How Labour and National will approach abortion law reform

MPs, including Jacinda Ardern and Simon Bridges, will soon be voting with their conscience again as the Government pushes ahead with proposed abortion law reforms.

A draft law has gone through the Cabinet Committee and the legislation will then be considered by Cabinet, before it reaches Parliament. 

The Prime Minister said on Tuesday she does not know how members of the Labour caucus will choose to vote on the issue when it's presented in Parliament.

"Some drafts have been discussed with members across Parliament - obviously they'll want to see the final legislation, once that process is complete," she said.

"Ultimately, this is a matter for them, and as I say, I hope it's given due consideration - but I don't know how people will choose to vote."

The proposed law changes are based on recommendations from the Law Commission which reported back its advice to Justice Minister Andrew Little in October.

It recommended three options to decriminalise abortion.

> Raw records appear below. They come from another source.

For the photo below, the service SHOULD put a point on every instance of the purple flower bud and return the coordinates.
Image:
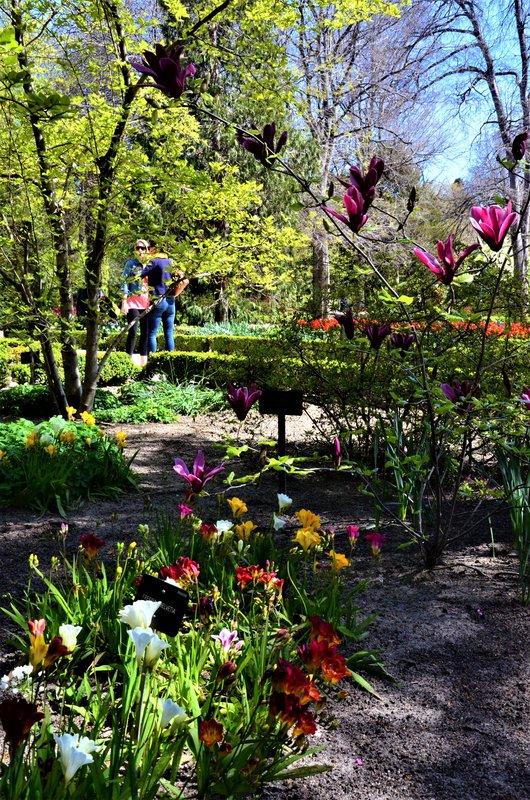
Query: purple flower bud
(461, 393)
(199, 475)
(492, 224)
(403, 341)
(164, 66)
(347, 322)
(445, 266)
(519, 145)
(377, 334)
(336, 452)
(242, 399)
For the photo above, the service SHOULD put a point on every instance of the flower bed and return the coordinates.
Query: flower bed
(109, 705)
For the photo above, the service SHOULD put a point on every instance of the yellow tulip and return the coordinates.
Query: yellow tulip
(308, 520)
(245, 529)
(338, 561)
(237, 506)
(307, 538)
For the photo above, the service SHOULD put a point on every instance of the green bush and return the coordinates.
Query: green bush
(118, 369)
(26, 401)
(56, 463)
(156, 401)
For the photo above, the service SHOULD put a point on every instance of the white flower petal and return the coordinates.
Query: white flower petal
(171, 712)
(140, 613)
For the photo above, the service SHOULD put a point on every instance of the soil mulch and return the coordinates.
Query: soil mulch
(456, 723)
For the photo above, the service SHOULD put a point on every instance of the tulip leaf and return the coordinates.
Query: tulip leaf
(466, 277)
(235, 452)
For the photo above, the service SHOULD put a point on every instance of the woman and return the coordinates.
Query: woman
(135, 299)
(161, 285)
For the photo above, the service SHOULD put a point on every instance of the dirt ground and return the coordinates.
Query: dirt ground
(456, 725)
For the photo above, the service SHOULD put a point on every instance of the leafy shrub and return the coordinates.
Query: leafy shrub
(27, 401)
(117, 370)
(156, 401)
(55, 463)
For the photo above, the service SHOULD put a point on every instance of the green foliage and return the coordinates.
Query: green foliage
(156, 401)
(27, 401)
(514, 466)
(56, 463)
(118, 369)
(243, 681)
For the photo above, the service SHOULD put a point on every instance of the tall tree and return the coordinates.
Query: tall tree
(481, 52)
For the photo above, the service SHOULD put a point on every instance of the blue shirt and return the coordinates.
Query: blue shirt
(132, 278)
(158, 273)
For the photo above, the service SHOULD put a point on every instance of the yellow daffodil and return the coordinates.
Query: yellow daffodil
(237, 506)
(245, 529)
(31, 440)
(338, 561)
(308, 520)
(307, 538)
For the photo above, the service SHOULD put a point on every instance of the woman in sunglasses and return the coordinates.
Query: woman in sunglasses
(163, 287)
(135, 299)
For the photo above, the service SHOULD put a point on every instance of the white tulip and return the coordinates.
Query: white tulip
(75, 752)
(278, 523)
(140, 613)
(171, 712)
(148, 644)
(69, 634)
(224, 525)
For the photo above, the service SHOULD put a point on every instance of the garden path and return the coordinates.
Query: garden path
(456, 724)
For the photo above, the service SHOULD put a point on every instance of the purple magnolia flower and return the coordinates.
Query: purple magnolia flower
(242, 399)
(366, 184)
(164, 66)
(336, 452)
(262, 145)
(519, 145)
(200, 474)
(461, 393)
(377, 334)
(445, 266)
(403, 341)
(347, 321)
(492, 224)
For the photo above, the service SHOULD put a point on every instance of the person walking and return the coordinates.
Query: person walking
(135, 299)
(160, 280)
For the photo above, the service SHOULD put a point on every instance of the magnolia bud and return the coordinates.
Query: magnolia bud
(519, 145)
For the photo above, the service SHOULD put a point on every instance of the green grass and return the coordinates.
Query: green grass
(156, 401)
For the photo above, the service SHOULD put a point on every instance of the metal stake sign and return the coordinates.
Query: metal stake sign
(282, 404)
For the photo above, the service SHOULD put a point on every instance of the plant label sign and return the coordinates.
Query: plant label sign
(285, 403)
(174, 603)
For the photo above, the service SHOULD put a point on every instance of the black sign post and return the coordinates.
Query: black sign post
(282, 404)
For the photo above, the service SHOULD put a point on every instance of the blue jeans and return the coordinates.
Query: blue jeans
(164, 311)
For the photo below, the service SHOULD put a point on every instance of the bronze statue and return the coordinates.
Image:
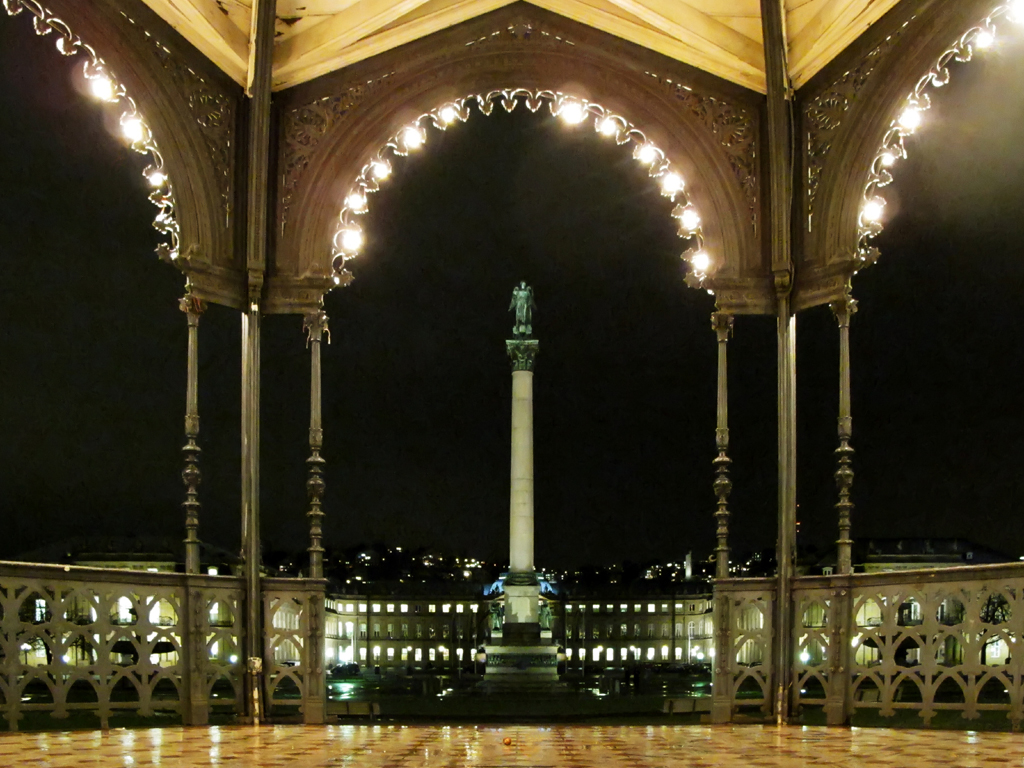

The current system requires two doctors to agree a pregnancy would put a woman in physical or mental danger.

Of the three options, one would abolish the need for an assessment of the woman altogether. The second option is to have an assessment where a woman would need to prove the abortion is appropriate. 

The final option - favoured by the Justice Minister - is to have an assessment, but only for late-term abortions beyond 22 weeks. As it stands, doctors can refuse to administer abortions, in which case women must find another.

The Law Commission has proposed that doctors who do not wish to administer abortions becuase of their conscientious objections would have to refer women to someone else who could provide the service. 

The Green Party has welcomed the prospect of removing abortion from the Crimes Act. But the road to reforming abortion law was held up earlier this year by New Zealand First.

Internal Affairs Minister and New Zealand First MP Tracey Martin has been working with the Justice Minister to represent the party's views to move the process along.

"New Zealand First is looking for what it's always looked for in regards to this particular topic, and that's that it's safe and legal and rare," she told RNZ.

When asked why it has taken so long for the legislation to be drafted, Ardern said it's "not unusual" for legislation that's been drafted around "complex issues - particularly conscience votes - to take a little bit of time".

"This is different - it's not a Government Bill - it's a Bill just really open to individual Members of Parliament to choose how they would like to vote."

The abortion reform legislation will need at least 61 votes from MPs to pass its first reading. As a conscience vote, it will be similar to ACT leader David Seymour's End of Life Choice Bill which passed its second reading last month.

National MP Amy Adams - who has openly supported reform - has been working with the Justice Minister to move abortion out of the Crimes Act. 

National leader Simon Bridges said he has no issue with that. He said Adams - who plans to retire from politics in 2020 - has every right to express her personal view on the issue.

"The prerogative of each MP to take a position - even a strong one - what matters is that in a party like National there are different views and people are entitled to those views," he said.

"My message to the caucus on this, just as it has been on euthanasia, on cannabis, on a wide variety of conscience issues, is everyone is entitled to their view.

"What's important is that we're civil on the way through with those differences."

A Newshub-Reid Research poll in March found that the majority of New Zealanders want abortion decriminalised.